Ciononostante, Poste Italiane ha deciso di mettere in atto una razionalizzazione dei costi. L’operazione, però, non concerne un ridimensionamento delle spese magari superflue, bensì un’inutile falciatura di posti di lavoro, anche a tempo indeterminato. Visti i saldi in verde, si può tranquillamente parlare di sciacallaggio.
Poste Italiane ha intenzione di riorganizzare la distribuzione basandosi su un coefficiente che tiene conto del volume di corrispondenza, della distanza tra l’ufficio postale e la zona di recapito, dei numeri civici, del numero di famiglie e di esercizi e del tragitto totale per attraversare la zona. Il calcolo, secondo le previsioni, garantirà una maggiore uniformità sul territorio circa il numero di postini e addetti vari.
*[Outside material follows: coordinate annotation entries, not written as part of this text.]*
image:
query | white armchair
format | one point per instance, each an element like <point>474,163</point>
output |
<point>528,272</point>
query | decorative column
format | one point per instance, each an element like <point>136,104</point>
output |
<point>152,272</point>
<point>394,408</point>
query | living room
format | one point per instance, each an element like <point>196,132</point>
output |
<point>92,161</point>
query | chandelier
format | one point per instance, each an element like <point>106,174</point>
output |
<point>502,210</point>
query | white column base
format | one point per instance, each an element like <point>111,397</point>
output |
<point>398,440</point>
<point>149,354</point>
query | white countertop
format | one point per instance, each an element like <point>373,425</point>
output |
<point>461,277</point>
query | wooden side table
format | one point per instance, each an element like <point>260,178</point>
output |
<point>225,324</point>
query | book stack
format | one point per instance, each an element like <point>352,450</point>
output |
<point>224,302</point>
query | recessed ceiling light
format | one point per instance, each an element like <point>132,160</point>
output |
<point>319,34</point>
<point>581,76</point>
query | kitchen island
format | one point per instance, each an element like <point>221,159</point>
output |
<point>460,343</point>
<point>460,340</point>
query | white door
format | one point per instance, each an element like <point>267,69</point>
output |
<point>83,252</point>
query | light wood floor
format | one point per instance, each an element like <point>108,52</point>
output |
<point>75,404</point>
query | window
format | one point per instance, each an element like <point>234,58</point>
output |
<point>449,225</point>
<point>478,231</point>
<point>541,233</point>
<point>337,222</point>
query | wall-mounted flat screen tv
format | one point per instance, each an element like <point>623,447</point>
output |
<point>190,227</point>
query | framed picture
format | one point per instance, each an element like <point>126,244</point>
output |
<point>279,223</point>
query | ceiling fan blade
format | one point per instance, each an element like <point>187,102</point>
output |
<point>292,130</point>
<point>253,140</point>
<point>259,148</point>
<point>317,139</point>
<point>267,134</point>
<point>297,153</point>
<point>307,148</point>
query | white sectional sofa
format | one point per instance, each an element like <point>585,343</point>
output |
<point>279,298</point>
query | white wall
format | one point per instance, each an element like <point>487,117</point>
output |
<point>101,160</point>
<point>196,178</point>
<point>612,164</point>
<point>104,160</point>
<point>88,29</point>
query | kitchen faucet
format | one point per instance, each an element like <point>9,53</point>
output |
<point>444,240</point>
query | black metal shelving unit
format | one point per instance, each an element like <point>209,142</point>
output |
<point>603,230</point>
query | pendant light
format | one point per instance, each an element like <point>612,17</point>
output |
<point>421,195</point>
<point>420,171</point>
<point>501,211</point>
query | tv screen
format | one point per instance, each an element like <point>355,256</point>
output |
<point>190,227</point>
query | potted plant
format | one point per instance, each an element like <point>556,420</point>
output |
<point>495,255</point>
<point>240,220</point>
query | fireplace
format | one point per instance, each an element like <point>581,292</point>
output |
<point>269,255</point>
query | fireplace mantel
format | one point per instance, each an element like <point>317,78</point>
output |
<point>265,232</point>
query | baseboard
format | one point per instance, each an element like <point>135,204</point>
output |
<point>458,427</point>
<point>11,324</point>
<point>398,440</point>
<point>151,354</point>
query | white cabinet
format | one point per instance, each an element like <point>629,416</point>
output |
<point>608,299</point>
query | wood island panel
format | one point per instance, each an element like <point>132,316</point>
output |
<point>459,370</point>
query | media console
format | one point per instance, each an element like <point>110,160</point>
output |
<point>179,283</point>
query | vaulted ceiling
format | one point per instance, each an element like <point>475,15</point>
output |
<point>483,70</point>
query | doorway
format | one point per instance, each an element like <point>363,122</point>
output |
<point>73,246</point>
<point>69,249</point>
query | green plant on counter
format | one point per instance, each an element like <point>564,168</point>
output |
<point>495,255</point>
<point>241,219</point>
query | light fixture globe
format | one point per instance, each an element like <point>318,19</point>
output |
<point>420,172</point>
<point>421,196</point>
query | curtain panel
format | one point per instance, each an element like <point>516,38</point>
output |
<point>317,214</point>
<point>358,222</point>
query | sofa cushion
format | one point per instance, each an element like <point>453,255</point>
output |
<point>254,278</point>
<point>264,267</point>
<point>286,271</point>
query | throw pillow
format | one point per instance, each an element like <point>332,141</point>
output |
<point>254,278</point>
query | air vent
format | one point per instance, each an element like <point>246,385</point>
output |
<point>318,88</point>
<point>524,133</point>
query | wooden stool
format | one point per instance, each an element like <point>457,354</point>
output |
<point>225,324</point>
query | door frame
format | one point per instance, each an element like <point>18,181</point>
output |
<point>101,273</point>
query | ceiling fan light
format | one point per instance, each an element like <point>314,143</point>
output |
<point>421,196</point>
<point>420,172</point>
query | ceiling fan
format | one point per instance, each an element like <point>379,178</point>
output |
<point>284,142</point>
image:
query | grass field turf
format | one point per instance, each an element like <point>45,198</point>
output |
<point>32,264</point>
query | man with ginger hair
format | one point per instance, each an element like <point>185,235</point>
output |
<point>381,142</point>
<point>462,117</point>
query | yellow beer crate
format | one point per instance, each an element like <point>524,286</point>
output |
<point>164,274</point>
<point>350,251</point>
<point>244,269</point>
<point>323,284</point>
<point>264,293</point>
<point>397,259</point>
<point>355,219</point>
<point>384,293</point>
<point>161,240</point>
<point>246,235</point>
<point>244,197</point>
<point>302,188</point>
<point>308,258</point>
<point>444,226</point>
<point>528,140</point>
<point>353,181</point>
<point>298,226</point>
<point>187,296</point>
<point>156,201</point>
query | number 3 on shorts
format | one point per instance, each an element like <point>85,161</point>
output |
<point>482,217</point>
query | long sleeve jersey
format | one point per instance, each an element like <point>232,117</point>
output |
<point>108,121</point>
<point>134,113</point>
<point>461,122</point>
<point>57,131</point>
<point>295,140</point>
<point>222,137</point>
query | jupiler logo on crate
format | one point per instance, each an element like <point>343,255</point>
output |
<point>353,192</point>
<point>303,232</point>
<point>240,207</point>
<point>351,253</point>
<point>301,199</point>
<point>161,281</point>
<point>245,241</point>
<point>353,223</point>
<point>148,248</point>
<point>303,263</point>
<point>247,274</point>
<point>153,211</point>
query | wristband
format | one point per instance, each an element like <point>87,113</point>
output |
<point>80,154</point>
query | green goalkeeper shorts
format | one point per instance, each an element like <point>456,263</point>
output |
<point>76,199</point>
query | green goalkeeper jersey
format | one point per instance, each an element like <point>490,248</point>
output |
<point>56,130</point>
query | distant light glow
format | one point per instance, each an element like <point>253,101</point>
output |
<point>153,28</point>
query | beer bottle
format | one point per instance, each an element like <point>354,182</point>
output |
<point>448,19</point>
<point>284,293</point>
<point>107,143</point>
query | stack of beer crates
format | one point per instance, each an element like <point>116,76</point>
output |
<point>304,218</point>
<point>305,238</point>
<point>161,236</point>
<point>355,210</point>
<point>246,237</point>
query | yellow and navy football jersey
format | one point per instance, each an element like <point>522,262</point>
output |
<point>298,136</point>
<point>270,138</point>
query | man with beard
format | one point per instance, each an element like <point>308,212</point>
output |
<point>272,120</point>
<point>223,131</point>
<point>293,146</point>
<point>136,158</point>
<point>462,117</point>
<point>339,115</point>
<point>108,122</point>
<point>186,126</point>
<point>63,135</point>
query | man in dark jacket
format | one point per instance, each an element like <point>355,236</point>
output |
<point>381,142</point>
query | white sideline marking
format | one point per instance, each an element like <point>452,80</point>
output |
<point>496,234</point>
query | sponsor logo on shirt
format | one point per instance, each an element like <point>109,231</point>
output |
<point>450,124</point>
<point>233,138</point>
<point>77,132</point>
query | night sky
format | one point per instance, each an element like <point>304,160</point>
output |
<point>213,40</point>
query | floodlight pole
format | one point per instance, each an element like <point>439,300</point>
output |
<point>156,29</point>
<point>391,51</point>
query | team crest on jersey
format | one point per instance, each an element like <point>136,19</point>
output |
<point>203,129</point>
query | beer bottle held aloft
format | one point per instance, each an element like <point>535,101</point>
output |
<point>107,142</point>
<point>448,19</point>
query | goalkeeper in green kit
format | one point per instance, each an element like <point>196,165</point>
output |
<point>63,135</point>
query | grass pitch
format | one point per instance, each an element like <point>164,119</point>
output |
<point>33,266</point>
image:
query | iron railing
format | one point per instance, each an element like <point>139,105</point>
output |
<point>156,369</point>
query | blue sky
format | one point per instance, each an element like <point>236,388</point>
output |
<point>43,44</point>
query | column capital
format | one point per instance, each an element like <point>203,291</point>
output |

Peccato però che produrrà anche molti esuberi. Le cifre certe parlano di 1765 licenziamenti prossimi venturi nelle 5 regione dove è già stato applicato: Piemonte, Emilia Romagna, Marche, Toscana e Basilicata. Il poco ambito primato spetta alla Toscana che dovrà contare su 600 impiegati in meno tra postini e personale del centro di meccanizzazione postale. Segue a ruota il Piemonte con 547 tagli e l’Emilia Romagna con 466. Gli altri 150 sono divisi tra Marche e Basilicata. Quando il coefficiente sarà usato in tutto il territorio nazionale, la Cgil prevede esuberi fino a quota 12 mila.